Chapter 1 1.8

Bond Pricing Fundamentals

How JGB prices are calculated and their relationship to yields

The Price-Yield Relationship

The most fundamental concept in bond investing: bond prices and yields move inversely.

When yields rise → Bond prices fall
When yields fall → Bond prices rise

Think about it this way: If you want a higher yield (more return on your investment), do you need to pay more or less for the bond? The answer is less—you pay a lower price to get the same fixed coupon payments, which makes your effective return (yield) higher. So, the way I personally think about it is: is the current coupon rate enough for you, assuming you hold the bond to maturity and you didn’t have a view on interest rates? Conversely, if you accept a lower yield, you’re willing to pay more for the bond and vice versa.

This inverse relationship exists because a bond’s future cash flows are discounted (converted to present value) at the current market yield. (see below)

Present Value and Bond Pricing

The theoretical price of a JGB equals the present value of all its future cash flows, discounted at the current market yield. This is based on the Discounted Cash Flow (DCF) method, the fundamental algorithm for valuing any stream of future payments.

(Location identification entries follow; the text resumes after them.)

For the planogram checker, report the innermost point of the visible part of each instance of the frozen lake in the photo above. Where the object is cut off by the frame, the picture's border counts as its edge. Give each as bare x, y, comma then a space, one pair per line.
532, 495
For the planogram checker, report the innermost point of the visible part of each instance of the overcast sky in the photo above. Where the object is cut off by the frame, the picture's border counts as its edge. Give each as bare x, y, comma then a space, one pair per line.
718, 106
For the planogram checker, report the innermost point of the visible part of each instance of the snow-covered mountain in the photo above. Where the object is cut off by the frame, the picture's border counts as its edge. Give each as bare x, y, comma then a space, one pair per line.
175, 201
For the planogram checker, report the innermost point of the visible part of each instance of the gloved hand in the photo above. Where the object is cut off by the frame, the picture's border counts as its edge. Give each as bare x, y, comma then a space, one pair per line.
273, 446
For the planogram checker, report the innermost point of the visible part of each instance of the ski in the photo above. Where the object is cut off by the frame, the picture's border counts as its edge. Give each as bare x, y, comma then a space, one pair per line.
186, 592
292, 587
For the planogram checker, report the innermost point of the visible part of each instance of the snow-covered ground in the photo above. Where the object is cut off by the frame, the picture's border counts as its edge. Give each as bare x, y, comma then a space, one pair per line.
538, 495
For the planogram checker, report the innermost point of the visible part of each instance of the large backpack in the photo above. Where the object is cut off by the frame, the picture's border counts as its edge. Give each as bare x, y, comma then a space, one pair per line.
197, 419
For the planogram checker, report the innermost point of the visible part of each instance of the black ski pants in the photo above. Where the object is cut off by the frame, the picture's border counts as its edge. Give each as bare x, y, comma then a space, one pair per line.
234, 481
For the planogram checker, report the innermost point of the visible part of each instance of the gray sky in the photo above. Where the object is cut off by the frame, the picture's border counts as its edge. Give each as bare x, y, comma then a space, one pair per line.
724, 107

Connecting YTM to the Pricing Formula

Recall from earlier that Yield to Maturity (YTM) is the single discount rate that makes the present value of all future cash flows equal to the current market price. When we use YTM in the pricing formula:

If you know the price → you can solve for YTM (what the market requires)
If you know the YTM → you can solve for the fair price

The formula works both ways. In practice, bond prices are quoted in the market, and we calculate the implied YTM. But to understand pricing, we start with a known yield and calculate the theoretical price.

The Bond Pricing Formula (Discrete Compounding)

Formula Name: Standard Bond Pricing Equation (Semi-Annual Coupon)

This formula is essential—memorize it:

\[P = \sum_{t=1}^{n} \frac{C}{(1+r)^t} + \frac{F}{(1+r)^n}\]

Where:

$P$ = Current bond price (what you pay today)
$C$ = Coupon payment per period (semi-annual for JGBs)
$r$ = Market yield per period = YTM ÷ 2 (because JGBs pay semi-annually)
$F$ = Face value / par amount (typically ¥100 or ¥1,000,000)
$n$ = Total number of periods until maturity = years × 2 (semi-annual periods)

What This Means: The bond price is the sum of two components:

Present value of all coupon payments (the summation term)
Present value of the face value (the final term)

Each future payment is “discounted” back to today’s value using the market yield ($r$), which represents the required return for taking on the bond’s risk and locking up your money for that time period.

Interactive Bond Price Calculator

Bond Price Calculator

Note: Maturity input uses years for simplicity. Actual JGB pricing uses day counts (Actual/365 convention).

Face Value (¥)

Annual Coupon Rate (%)

Yield to Maturity (%)

Years to Maturity

Days to Maturity (calculated)

Payment Frequency

Bond Price: ¥1,000,000

Price per ¥100 Face: ¥100.00

Premium/Discount: Par

Coupon per Period: ¥2,500

Number of Periods: 20

Alternative Notations You May Encounter

The bond pricing formula can be expressed in several mathematically equivalent forms. You may encounter these in textbooks, research papers, or financial systems:

**1. Expanded Form** (showing each cash flow explicitly): $$P = \frac{C}{(1+r)^1} + \frac{C}{(1+r)^2} + \frac{C}{(1+r)^3} + ... + \frac{C + F}{(1+r)^n}$$ This notation makes it clear that the final payment includes both the last coupon ($C$) and the face value ($F$).

**2. Using Present Value Factors**: $$P = C \times \text{PVA}(r,n) + F \times \text{PVF}(r,n)$$ Where: - **PVA** = Present Value of Annuity factor - **PVF** = Present Value Factor (discount factor for the principal) This form is common in Excel and financial calculators.

**3. Continuous Compounding** (quantitative models only): $$P = \int_{0}^{T} C \cdot e^{-rt} \, dt + F \cdot e^{-rT}$$ Where $e$ is Euler's number (~2.71828), $T$ is time to maturity in years, and $r$ is the continuously compounded yield. ⚠️ **Note**: JGBs use **discrete semi-annual compounding** in practice. This continuous form is primarily used in academic models and derivatives pricing.

FYI: Premium, Par, and Discount

Quick reference—this follows logically from the pricing formula:

Premium: Bond price > Face value (when coupon rate > market yield)
Par: Bond price = Face value (when coupon rate = market yield)
Discount: Bond price < Face value (when coupon rate < market yield)

This is just a naming convention for describing where a bond trades relative to its face value.